Consolatio III

Boécio — CONSOLAÇÃO DA FILOSOFIA LIVRO III
Filosofia Antiga
R.A.Ulmann: Plotino
O hino da nona poesia do terceiro livro da Consolatio philosophiae desenvolve um movimento dialético de processão (proodos), a partir do Uno ou Bem, e retorno (epistrophe) a ele. O esquema geral da via de descenso de todas as coisas, a partir do Uno, e da via de retorno a ele teve grande difusão no medievo (v. Queda e Ascensão). A via de descenso e de retorno foi utilizada pelos filósofos árabes, desde o século VI, e por alguns judeus, a partir do século VII1. Tem Deus como centro. O Uno permanece imóvel (stabilis manens); é princípio (principium) e terminus (fim). O mundo está presente, antecipadamente e eminenter2, no intelecto divino (mundum mente gerens). Sem inveja (livore carens), produz as coisas, devido à sua superabundância. Nenhuma causa externa o impeliu a criar (quem non externae pepulerunt causae); tudo produz por amor donativo e governa com a razão (perpetua ratione gubernat).

O mundo representa uma imagem do arquétipo (similique in imagine formans), tudo é atraído pelo Uno (epistrophe) (ad te reduci facis), completando o círculo: processão e retorno. Assim, o Uno é Alfa e Ômega3, caracterizado como pulcherrimus ou princípio da Beleza.

No hino em referência, Boécio emprega três anáforas — Tu, tu, tu acentuando o caráter de exclusividade do Uno no comando do universo. Conclui com uma invocação a Deus — pater –4, o qual é descanso tranquilo para as almas pias, que, num esforço pessoal, se auto-superaram pela contemplação precedida da abstração radical de tudo que é estranho ao Uno.

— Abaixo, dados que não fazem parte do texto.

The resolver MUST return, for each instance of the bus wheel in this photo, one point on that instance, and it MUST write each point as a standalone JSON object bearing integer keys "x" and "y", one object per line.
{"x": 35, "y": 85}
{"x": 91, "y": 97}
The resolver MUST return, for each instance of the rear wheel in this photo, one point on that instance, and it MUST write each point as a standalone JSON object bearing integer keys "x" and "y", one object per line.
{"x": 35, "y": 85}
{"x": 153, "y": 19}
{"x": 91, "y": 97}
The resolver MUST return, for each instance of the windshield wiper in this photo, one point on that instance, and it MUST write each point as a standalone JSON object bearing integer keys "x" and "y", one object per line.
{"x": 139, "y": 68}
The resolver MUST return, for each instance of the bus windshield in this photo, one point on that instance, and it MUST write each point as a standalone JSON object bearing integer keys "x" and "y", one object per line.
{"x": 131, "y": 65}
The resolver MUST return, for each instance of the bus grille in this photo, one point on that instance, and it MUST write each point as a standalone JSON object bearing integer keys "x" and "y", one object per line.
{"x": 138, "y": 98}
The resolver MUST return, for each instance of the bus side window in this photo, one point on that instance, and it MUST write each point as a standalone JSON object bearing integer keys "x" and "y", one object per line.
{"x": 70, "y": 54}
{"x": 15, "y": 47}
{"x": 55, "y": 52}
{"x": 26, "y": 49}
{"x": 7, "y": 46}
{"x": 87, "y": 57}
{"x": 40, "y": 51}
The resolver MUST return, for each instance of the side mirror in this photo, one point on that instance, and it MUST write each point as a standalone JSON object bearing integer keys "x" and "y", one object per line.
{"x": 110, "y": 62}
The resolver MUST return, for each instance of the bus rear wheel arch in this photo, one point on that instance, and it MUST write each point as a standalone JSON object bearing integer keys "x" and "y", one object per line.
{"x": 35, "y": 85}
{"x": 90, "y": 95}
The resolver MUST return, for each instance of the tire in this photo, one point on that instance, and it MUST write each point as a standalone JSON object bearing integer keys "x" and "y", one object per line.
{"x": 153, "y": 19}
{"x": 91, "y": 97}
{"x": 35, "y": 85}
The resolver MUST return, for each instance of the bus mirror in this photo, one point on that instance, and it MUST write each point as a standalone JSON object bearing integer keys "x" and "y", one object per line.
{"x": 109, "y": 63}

É mister espancar as nuvens da opinião (nubes terrenas) e livrar-se dos pesos de chumbo que prendem a alma à terra. Desimpedida de tudo, a alma fixa os olhos no Uno-Bem e liberta-se da caverna platônica, sem olhar para trás5. Acha-se, então, no gozo da plena felicidade6.

Quem, por essas achegas, não vê retratado, no hino de Boécio, o pensamento de Plotino?

NOTAS


  1. Os sufis (sufistas), filósofos árabes, quase todos expõem o esquema do descenso e ascensão. Os As’aries, teólogos ortodoxos, combateram a tendência dos sufis. A doutrina do descenso (proodos) dos filósofos árabes penetrou na Espanha, já no século V; ao tratarem da epistrophe, alguns sufistas místicos dizem que a união com Deus consiste na absorção da alma em Deus. (Sufismo é um sistema ascético-místico que afirma ser o espírito humano uma “emanação” do divino no qual deseja reintegrar-se). (Cf. Plotino. Porfírio. San Agustín (Salamanca, 1989), p. 62-74). 

  2. “Secondo la concezione neoplatonica dell’Unità e della sorgente che si riversa, l’Essere di Dio attraverso o nel suo atto creativo non toglie se stesso, esso permane immutabile in sè, assolutamente se stesso” (BEIERWALTES, Werner, Pensare 1’Uno (Milano. 1991), p. 281-282). 

  3. “II modello piu generale di questo movimento dialettico è l’operare dell’Uno o Bene che nell’agire permane in sè ed assoluto: esso è il fondamento e l’inizio che dona, che rende partecipe delia sua Bontà e Unità e cosi costituisce l’Essere, ma insieme è anche il fine dei movimento di ciò che si sviluppa da lui” (id., ibid.. p. 281). 

  4. Entre os gregos, só o estoico Cleantes, em seu famoso hino, denominou Zeus de “pai”. 

  5. Cf. En. VI, 8, 11,4-5. 

  6. “L’esperienza della quiete e la serenità non equivale però ad un addormentamento di ogni questione e pensiero, bensí a loro compimento piu intensivo, in analogia con 1’approdo, espresso per via di metafora, nel ‘porto místico’ ” (BEIERWALTES, Werner, Pensare…, p. 287).